Prima viene l’idea. Un’immagine che potrebbe essere vicina al sogno, un’associazione di idee, una fantasia che si riallaccia ad un particolare vissuto, un oggetto, un luogo o ad un puro pensiero. Ogni singola parte del mondo esteriore come la più recondita dimensione della propria sfera interiore possono giungere a suggerire l’idea per un’immagine, per un nuovo universo creativo, per una nuova realtà da rappresentare.
Quindi segue la preparazione di tutto ciò che e necessario a rendere quell’idea concreta, tangibile, presente, in una parola, fotografabile. Scelta dei personaggi, dell’ambientazione, costumi, luci, scenografia, trucco. L’opera di Roberto Kusterle è del tutto simile a quella di un regista che sceglie in prima persona tutti i dettagli entranti a far parte del suo film. Un corpo, un volto, una veste, un oggetto, un ambiente: ogni elemento è studiato e scelto accuratamente, sia esso rinvenuto misteriosamente o sia costruito ad hoc seguendo l’immagine di quell’idea, la traccia di quel pensiero da rendere reali, percepibili, corporei.
Certo si tratta di un film totalmente concluso in un unico fotogramma, in qualche caso collegato tematicamente o scenograficamente ad una sequenza di altri fotogrammi, ognuno dei quali risulta essere sempre, comunque assolutamente autonomo per espressione e significato.
Realtà o irrealtà? Vero o falso? Fotografia, arte o cosa?
Non si può parlare soltanto di fotografia a proposito dell’opera di Kusterle dunque, ma anche di ambientazione, narrazione, un insieme di invenzione ed estensione del pensiero che permettono di giungere ad un’immagine sapientemente, perfettamente, meravigliosamente espressa attraverso la tecnica fotografica.
Di fronte alle sue immagini fotografiche è difficile rendersi conto del lavoro, della preparazione, della cura e anche della fatica che comporta una messa in scena del genere. E’ difficile perché l’occhio di chi guarda viene immediatamente catapultato in un mondo attraente e inquietante insieme, lontano dall’universo quotidiano eppure strettamente legato alla dimensione umana. La sensazione é contraddittoria almeno quanto l’immagine, per il suo essere corpo e pensiero contemporaneamente, verità e finzione nel medesima attimo, luogo e distanza nel medesimo spazio della composizione.
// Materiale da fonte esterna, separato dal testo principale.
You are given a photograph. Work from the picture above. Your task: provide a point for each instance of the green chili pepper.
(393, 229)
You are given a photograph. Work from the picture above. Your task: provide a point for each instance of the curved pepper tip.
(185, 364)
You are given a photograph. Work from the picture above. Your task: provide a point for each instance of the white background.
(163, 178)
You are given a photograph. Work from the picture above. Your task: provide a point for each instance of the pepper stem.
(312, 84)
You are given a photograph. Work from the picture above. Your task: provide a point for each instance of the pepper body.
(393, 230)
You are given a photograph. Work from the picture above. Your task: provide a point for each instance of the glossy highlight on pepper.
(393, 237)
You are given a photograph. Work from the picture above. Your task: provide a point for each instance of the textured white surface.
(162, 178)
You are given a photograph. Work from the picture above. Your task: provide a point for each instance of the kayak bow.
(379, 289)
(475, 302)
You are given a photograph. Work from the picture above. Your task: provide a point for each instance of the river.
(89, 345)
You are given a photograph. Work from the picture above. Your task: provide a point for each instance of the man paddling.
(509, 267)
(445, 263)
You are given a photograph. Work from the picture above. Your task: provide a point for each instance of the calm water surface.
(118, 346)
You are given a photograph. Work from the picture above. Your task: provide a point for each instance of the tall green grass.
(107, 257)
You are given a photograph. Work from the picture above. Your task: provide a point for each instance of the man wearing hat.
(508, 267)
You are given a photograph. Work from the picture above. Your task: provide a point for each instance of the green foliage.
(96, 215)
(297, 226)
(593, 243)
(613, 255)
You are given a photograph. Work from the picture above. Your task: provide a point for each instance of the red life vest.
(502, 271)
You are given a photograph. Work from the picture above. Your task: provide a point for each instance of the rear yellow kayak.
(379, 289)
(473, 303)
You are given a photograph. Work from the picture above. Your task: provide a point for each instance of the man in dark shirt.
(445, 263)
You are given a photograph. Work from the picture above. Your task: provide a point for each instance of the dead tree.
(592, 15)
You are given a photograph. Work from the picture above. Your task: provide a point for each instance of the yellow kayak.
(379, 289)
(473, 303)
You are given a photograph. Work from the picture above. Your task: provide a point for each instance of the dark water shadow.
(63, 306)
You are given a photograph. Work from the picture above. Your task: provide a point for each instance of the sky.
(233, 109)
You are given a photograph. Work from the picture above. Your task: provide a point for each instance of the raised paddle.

Potrebbero sembrare immagini simboliche, o allegoriche di una qualche ulteriore verità. In realtà il simbolo, l’allegoria risultano soltanto allusi, proposti quasi a livello di ipotesi,facendo intuire alcune componenti di significato che potrebbero richiamarsi al mito o all’allegoria. Ma ciò accade per quello strano terreno che Kusterle va ad indagare nella sua opera: un terreno o meglio, un territorio sospeso tra superficie terrena ed infinito, tra presenza e assenza, tra l’io e il suo doppio, in una ricerca che pare aspirare a raggiungere le radici dell’uomo e della terra, in una dimensione al di fiori del tempo e dello spazio che in ogni caso sentiamo in qualche modo appartenerci.